Brasil x All Blacks!!!

jakemangin

12 de dezembro de 2011 | 16h39

 

Sim, é verdade. Nossa camisa verde amarela pode cair na mesma chave dos atuais campeões do Circuito Mundial de Sevens: a Nova Zelândia. No dia 10 de fevereiro de 2012 as melhores seleções de Rugby 7s do mundo estarão em Las Vegas (EUA) para disputar a quinta etapa da série. Não há nada mais empolgante para começar um calendário de rugby no Brasil do que a possibilidade de disputar este jogo no calor do deserto de Nevada.

Será uma data histórica para o rugby no país. E mesmo que o sorteio não coloque Brasil e Nova Zelândia no mesmo grupo, nossa seleção enfrentará, no mínimo, uma das outra quatro melhores equipes do mundo: Inglaterra, África do Sul, Samoa e Fiji.

Na expectativa deste clássico, o TRY RUGBY vai acompanhar tudo o que acontece no torneio, que acaba de deixar a África do Sul, até o caminho que leva aos Estados Unidos. Durante este período, traremos o perfil e as novidades de dois jovens talentos: um All Black e um brasileiro. Vamos descobrir e contar o quão dura é a preparação para um torneio desse nível.

Do lado All Black, temos o exclusivo contato com James Marshall, novato na equipe que é sinônimo de rugby de alto nível. James fez sua estreia com a camisa negra na Austrália (etapa de Gold Coast 2011) e também atuou em Dubai, no início de dezembro.

Depois da performance nos Emirados Árabes, recebeu uma proposta para se unir ao elenco Wellington Hurricanes, equipe que disputa o Super 15, torneio profissional com as melhores equipes de Rugby Union (15 jogadores) da Nova Zelândia, Austrália e África do Sul. A indicação mostra como o Sevens também é usado como uma ferramenta de desenvolvimento de atletas.

James Marshall:

Nascimento: 7 de dezembro de 1988

Posição: Abertura (Fly half)

Clube: Nelson RFC

Província: Tasman Makos

Heineken Cup: Aironi

Super Rugby: Hurricanes

– Jogador da seleção da Nova Zelândia 7s

– Irmão mais velho do fullback Tom Marshall, atleta do Tasman Makos e dos Cruzaders

 

TRY RUGBY: Você sempre jogou rugby ou praticava outros esportes na infância e adolescência?

James Marshall: Comecei jogando futebol com cinco anos. Mudei para o rugby com oito, pois minha família se mudou para Nelson e todos meus novos amigos jogavam rugby.

 

TR: Quem foi sua influência no início? Quem é agora?

JM: Meu pai ama rugby, então acho que ele foi o responsável pela minha paixão também.  Desde pequeno, jogo um contra um contra meu irmão, uma grande influência para mim.   Além disso, Andrew Goodman [jogador neozelandês, capitão do Tasman Makos] teve enorme participação nesta história desde a saída do colégio até hoje.

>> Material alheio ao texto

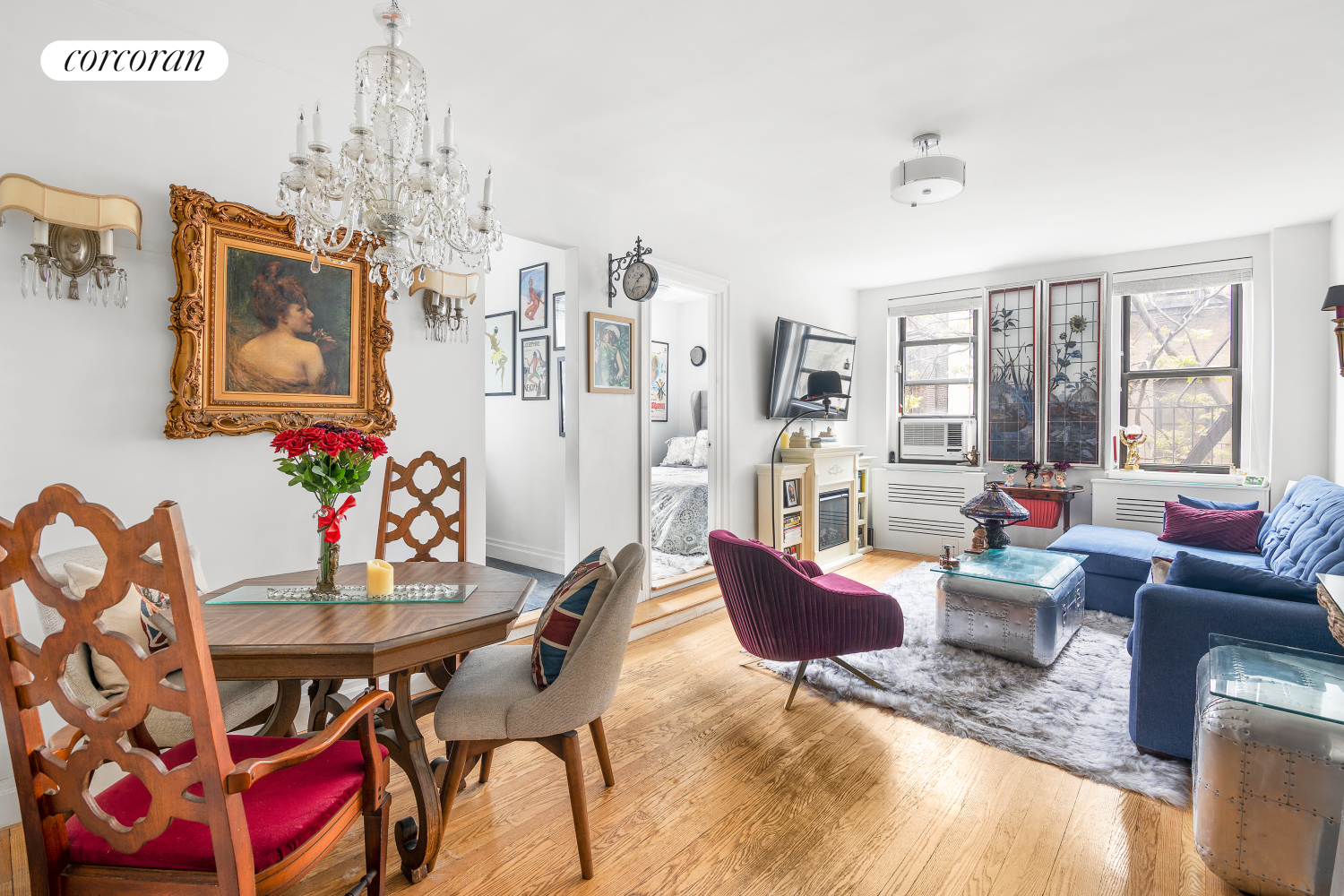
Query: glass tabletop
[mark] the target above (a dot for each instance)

TR: Como você se sentiu quando foi nomeado para a seleção de Sevens da Nova Zelândia?
JM: Fiquei paralisado quando vi meu nome e, depois, muito empolgado com a chance de representar meu país.

TR: Mesmo sem a vitória, como foi o primeiro torneio em Gold Coast?

JM: Foi incrível, eu aprendi muito! Acho que nós jogamos um Sevens de alto nível até a final.

TR: Os famosos treinos de Gordon Tietjens são realmente duros? Você pode descrever o que acontece?

JM: Os treinos do “Titch’s” são bem pesados. Ele te leva além do que você imagina que pode chegar. É um jogo mental, com ele tentando te manter no extremo o maior tempo possível. Se você desistir, não entra para o time!

 

TR: Que dicas pode dar aos jovens que estão começando no rugby no Brasil para atingirem o que você conseguiu?

JM: Para os jovens aspirantes a jogadores e até mesmo atletas só posso dizer que, se você trabalhar duro e treinar muito, vai ganhar sua recompensa, sem exceções. Quando você começa a procurar “atalhos” na preparação, seus adversários dão um passo a frente. Além disso, se divirta! Se você não está aproveitando, tudo fica mais difícil. Por isso, trabalhe duro e divirta-se e você chegará lá.